Airlines: Straining to Pay for Tomorrow
The most consistent phenomenon of U.S. airlines has long been their remarkable expansion. The industry has grown an average of 14% a year since 1950, nearly twice as fast as runner-up electric utilities. In the year just ended, the airlines outdid themselves. Operating revenues rose 23% to $7 billion, and traffic gained 25% to 100 billion revenue passenger miles (the number of paying passengers multiplied by the distance flown). Yet the faster the airlines grow, the more they must strain for funds to finance tomorrow. Pan American World Airways last week obtained $180 million through 25-year notes placed with 50 institutional investors; at the same time, United Air Lines arranged to borrow $200 million from eight life-insurance companies until 1990; two weeks ago, Trans World Airlines negotiated $324.6 million of new loans from banks and insurance companies as part of a record $800.2 million package that includes refinancing $475.6 million of outstanding debts. Thus within a fortnight, three of the nation's four largest trunk carriers tapped the tightening money market for some $700 million in fresh funds. Cost Squeeze. Almost all of that bundle will go to pay for stretched jet transports, jumbo jets and supersonic aircraft already on order. Scheduled U.S. airlines last year took delivery of 388 new jet planesa rate of more than one a dayat a cost of $2.1 billion. They are committed to buy $10.5 billion worth of new jets (including options) by the end of 1971. That is enough equipment to accommodate the 300 million passengers they foresee by 1975, a 140% increase from last year's 125 million.

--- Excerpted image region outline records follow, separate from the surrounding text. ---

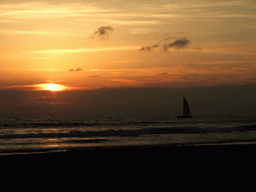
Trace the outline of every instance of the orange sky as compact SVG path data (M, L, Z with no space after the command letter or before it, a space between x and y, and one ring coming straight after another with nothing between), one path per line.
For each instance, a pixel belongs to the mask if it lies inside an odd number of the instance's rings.
M254 0L3 0L0 23L1 90L256 83Z

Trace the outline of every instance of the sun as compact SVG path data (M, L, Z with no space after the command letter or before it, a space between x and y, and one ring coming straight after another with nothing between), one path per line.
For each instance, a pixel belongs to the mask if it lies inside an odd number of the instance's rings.
M54 84L54 83L47 83L47 84L39 84L38 85L41 90L48 90L48 91L62 91L66 89L65 86Z
M59 85L57 84L46 84L46 88L50 91L57 91L58 90Z

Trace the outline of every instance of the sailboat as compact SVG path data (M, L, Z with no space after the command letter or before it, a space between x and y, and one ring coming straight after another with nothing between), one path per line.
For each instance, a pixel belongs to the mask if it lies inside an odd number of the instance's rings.
M183 115L177 116L177 118L193 118L190 113L189 105L185 97L183 97Z

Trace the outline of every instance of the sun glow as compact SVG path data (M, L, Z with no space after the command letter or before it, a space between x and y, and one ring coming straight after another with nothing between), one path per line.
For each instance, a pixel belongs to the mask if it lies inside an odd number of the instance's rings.
M66 87L63 85L53 84L53 83L40 84L39 87L41 88L41 90L48 90L48 91L62 91L66 89Z

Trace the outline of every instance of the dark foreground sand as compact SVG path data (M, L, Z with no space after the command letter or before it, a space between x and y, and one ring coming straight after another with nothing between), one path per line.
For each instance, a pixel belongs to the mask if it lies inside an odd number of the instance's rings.
M255 188L255 149L147 146L0 156L0 188Z

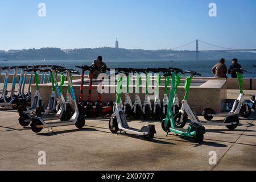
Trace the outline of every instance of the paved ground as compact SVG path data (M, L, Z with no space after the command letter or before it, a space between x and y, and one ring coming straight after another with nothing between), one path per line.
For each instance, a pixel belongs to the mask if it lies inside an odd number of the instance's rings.
M204 143L173 134L166 136L159 122L152 142L142 138L112 134L108 120L86 120L86 126L44 129L33 133L18 122L14 111L0 110L1 170L256 170L256 114L241 118L235 131L208 126ZM200 117L200 118L202 118ZM133 121L141 128L147 122ZM46 152L46 166L38 163ZM209 164L209 152L217 164Z

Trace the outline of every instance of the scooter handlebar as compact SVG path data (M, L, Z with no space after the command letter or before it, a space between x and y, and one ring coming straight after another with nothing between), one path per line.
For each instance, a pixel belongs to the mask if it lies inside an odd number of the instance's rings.
M189 74L190 74L191 75L193 75L193 76L202 76L202 75L201 75L200 73L197 73L196 72L194 72L193 71L189 71L189 70L186 70L183 73L184 74L189 73Z
M229 74L232 73L232 72L239 72L242 74L243 73L243 72L247 72L247 71L242 68L233 68L229 69L228 72Z

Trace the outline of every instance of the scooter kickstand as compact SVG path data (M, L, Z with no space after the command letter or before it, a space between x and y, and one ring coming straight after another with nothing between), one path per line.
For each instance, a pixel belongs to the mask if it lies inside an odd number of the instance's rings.
M52 130L52 127L51 127L51 130L52 131L50 131L50 130L49 130L49 127L47 128L48 131L49 131L49 132L52 132L52 133L54 133L53 130Z
M121 135L122 134L122 130L120 130L120 132L117 134L117 135ZM126 134L126 132L125 131L125 134Z

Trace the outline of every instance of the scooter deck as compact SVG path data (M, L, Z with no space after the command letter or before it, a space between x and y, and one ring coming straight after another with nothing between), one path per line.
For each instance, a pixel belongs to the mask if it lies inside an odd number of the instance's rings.
M187 129L178 127L171 127L171 130L177 130L183 133L187 133Z
M69 121L55 121L55 122L47 122L46 123L46 126L43 125L38 125L37 127L58 127L58 126L64 126L68 125L73 125L74 119L71 119Z

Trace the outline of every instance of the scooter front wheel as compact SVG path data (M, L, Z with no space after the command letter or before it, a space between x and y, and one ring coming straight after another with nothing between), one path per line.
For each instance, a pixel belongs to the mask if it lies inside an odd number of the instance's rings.
M81 129L85 125L85 119L84 119L82 115L79 114L77 121L75 124L76 127L79 129Z
M234 123L234 122L236 122L236 124L226 126L227 129L230 130L234 130L237 127L237 126L238 126L240 123L239 117L237 115L230 115L227 117L225 119L224 121L224 123Z
M248 108L248 109L247 109ZM248 105L244 105L242 106L240 110L241 115L245 118L247 118L251 115L251 109Z
M193 136L195 142L201 144L204 141L204 134L197 134L196 136Z
M113 133L117 133L119 130L117 118L112 118L109 122L109 130Z

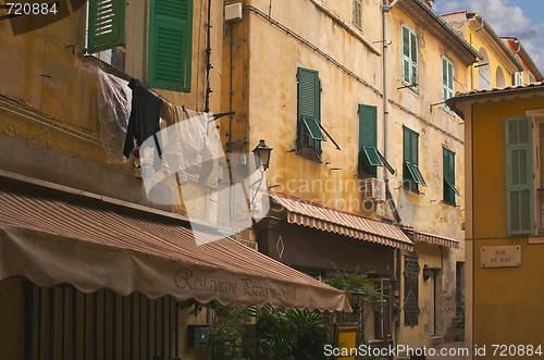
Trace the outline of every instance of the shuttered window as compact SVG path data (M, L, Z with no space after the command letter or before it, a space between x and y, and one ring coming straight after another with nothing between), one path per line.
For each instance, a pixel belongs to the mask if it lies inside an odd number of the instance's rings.
M419 257L416 252L405 256L405 326L416 326L419 323L421 309L419 308Z
M190 92L193 0L150 0L148 83Z
M523 72L517 72L512 74L512 84L514 85L523 85Z
M362 30L362 0L354 0L354 25Z
M319 73L313 70L298 67L298 121L297 150L300 153L321 153L321 141L325 140L320 126L321 86Z
M455 187L455 152L449 149L443 148L443 158L444 202L455 204L455 196L461 195Z
M90 0L87 52L95 53L125 44L125 0Z
M359 105L359 177L378 177L378 167L384 166L394 174L395 171L378 150L378 109L372 105Z
M405 126L403 142L403 186L409 190L418 191L419 185L426 186L426 182L419 170L419 134Z
M532 234L533 162L531 117L505 120L508 235Z
M418 38L403 25L403 84L418 89Z
M444 101L454 96L454 64L445 58L442 58L442 90ZM454 112L445 103L444 110L454 114Z

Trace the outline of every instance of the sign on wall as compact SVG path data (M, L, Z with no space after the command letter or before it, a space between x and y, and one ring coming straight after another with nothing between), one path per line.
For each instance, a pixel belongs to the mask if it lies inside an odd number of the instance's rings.
M521 266L521 248L512 246L483 246L480 263L482 268Z

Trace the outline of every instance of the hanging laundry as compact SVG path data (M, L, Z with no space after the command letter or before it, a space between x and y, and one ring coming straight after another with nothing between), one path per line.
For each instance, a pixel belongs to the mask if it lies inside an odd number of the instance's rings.
M166 122L164 159L177 172L181 184L186 174L198 175L203 184L213 171L213 153L207 134L208 113L197 113L163 102L161 117ZM175 170L174 170L175 169Z
M123 154L126 158L129 157L134 149L134 140L141 146L147 138L152 136L156 145L153 170L159 171L161 170L162 144L157 133L160 132L159 116L162 99L158 99L135 78L128 83L128 87L133 90L133 100Z

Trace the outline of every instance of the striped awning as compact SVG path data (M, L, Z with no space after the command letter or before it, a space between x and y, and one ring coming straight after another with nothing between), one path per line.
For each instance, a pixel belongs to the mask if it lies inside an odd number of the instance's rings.
M413 244L400 228L349 212L310 203L304 199L272 195L287 210L287 222L364 241L412 250Z
M85 294L109 288L150 299L351 312L344 291L232 238L198 246L209 234L178 219L72 190L0 177L0 281L22 276Z
M459 249L459 241L452 237L425 233L417 231L409 226L404 226L403 229L413 236L413 241L422 241L433 245L445 246L453 249Z

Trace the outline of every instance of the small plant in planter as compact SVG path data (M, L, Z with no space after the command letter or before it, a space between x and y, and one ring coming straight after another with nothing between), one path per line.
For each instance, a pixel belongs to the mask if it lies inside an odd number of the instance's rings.
M447 333L444 335L444 343L449 344L449 343L455 343L457 338L457 334L455 333L455 326L449 325L447 327Z

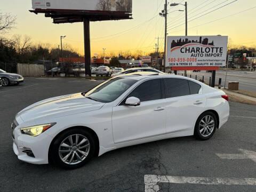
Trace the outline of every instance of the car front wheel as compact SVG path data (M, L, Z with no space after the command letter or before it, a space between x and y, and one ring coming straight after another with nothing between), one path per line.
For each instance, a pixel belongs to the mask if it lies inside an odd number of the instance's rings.
M2 85L7 86L10 84L10 81L6 77L3 77L2 78Z
M217 129L217 118L211 111L203 113L197 119L194 135L197 139L205 140L211 138Z
M89 161L95 153L93 135L86 130L70 129L54 141L50 155L52 162L66 169L78 168Z

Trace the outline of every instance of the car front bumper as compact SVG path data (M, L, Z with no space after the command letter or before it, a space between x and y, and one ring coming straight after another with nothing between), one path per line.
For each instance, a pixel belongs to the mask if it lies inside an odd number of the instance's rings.
M49 163L48 152L53 139L51 136L43 133L30 137L22 134L17 126L13 130L12 138L13 151L19 159L35 164Z

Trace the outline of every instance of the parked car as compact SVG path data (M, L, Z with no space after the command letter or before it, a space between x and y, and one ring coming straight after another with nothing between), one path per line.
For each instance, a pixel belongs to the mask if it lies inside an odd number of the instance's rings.
M155 72L155 73L158 73L159 74L164 74L161 71L159 71L156 69L153 69L149 67L144 67L144 68L131 68L131 69L126 69L123 72L120 72L117 74L113 74L111 75L111 77L114 77L118 75L127 74L135 73L135 72L141 72L141 71Z
M193 135L205 140L228 121L228 100L183 76L124 75L25 108L12 124L13 148L26 162L75 169L125 146Z
M121 72L124 71L124 68L115 68L114 70L114 73L116 74Z
M141 65L133 65L131 66L131 68L142 68L142 67L149 67L148 64L141 64Z
M110 76L112 74L112 71L109 67L107 66L101 66L96 69L96 76L99 75L101 77L103 75L106 75L107 77Z
M24 78L19 74L7 73L0 69L0 78L2 78L2 85L7 86L11 84L18 84L24 81Z

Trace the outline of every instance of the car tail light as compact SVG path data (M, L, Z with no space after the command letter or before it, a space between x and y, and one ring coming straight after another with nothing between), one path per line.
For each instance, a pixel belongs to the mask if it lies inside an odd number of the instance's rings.
M223 99L226 99L227 101L228 101L228 95L221 95L221 97Z

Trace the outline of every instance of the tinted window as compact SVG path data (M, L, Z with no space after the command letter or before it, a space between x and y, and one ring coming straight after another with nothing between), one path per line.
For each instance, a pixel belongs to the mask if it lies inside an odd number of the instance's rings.
M188 83L189 84L189 87L190 88L190 94L198 94L199 90L201 88L201 85L191 81L189 81Z
M129 97L135 97L141 102L161 99L161 85L159 79L147 81L137 87Z
M188 82L186 79L166 78L165 78L165 83L166 98L188 95L190 94Z

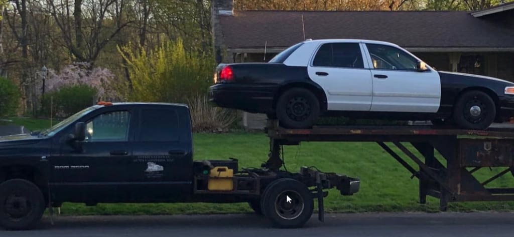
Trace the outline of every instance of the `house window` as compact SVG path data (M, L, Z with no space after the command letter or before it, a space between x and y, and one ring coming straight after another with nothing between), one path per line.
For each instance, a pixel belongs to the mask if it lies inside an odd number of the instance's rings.
M463 55L461 56L457 68L458 72L485 75L484 56L476 54Z

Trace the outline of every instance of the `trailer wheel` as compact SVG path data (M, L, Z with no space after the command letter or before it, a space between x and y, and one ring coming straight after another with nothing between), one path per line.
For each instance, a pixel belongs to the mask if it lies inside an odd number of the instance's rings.
M283 93L277 102L277 117L288 128L311 127L320 116L318 98L304 88L292 88Z
M292 179L281 179L266 189L262 197L262 210L274 226L300 228L310 219L314 202L305 184Z
M250 205L250 207L253 210L253 211L255 212L259 216L263 216L262 213L262 209L261 208L261 201L259 200L251 201L248 202L248 204Z
M0 184L0 225L10 230L34 228L46 205L41 190L26 180L7 180Z
M470 91L463 94L459 97L453 111L455 122L465 129L486 129L495 117L494 101L480 91Z

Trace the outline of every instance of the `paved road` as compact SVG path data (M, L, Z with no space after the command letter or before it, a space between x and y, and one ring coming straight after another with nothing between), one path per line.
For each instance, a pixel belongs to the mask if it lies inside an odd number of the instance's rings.
M6 231L9 237L115 236L514 236L514 213L366 213L314 217L303 229L269 227L253 214L63 217L51 226L48 218L36 230Z

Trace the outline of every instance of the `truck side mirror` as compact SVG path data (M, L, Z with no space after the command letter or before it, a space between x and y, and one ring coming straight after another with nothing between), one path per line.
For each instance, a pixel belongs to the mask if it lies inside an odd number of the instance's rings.
M427 63L423 61L418 61L416 63L416 69L418 72L426 72L428 71L427 68Z
M75 124L75 131L74 133L73 140L75 141L84 141L86 140L86 124L83 122Z

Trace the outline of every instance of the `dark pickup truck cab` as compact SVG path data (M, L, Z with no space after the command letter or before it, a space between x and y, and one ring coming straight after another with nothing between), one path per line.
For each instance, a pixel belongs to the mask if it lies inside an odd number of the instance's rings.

The airlines must borrow to finance most of their growth because their profits, though expected to rise from $430 million in 1966 to about $450 million in 1967, are being squeezed by costs that are climbing faster than revenues. Airline mechanics won a 16% pay increase (over three years) after a crippling six-week strike a year and a half ago. Airport landing fees are increasing. The new jumbo jets will require vast outlays for new terminal facilities. Air-traffic delays have mounted beyond expectations; during July alone, they cost Eastern Air Lines $1,200,000 more than had been budgeted.
The industry's return on its invested capital has now fallen from the 11% ceiling set by the Civil Aeronautics Board to about 10%, and some analysts expect it to dip lower. That, of course, could complicate its future borrowing. "We are in no current crisis," says President Stuart Tipton of the Air Transport Association, "but all of us have got to pay major attention to our problems."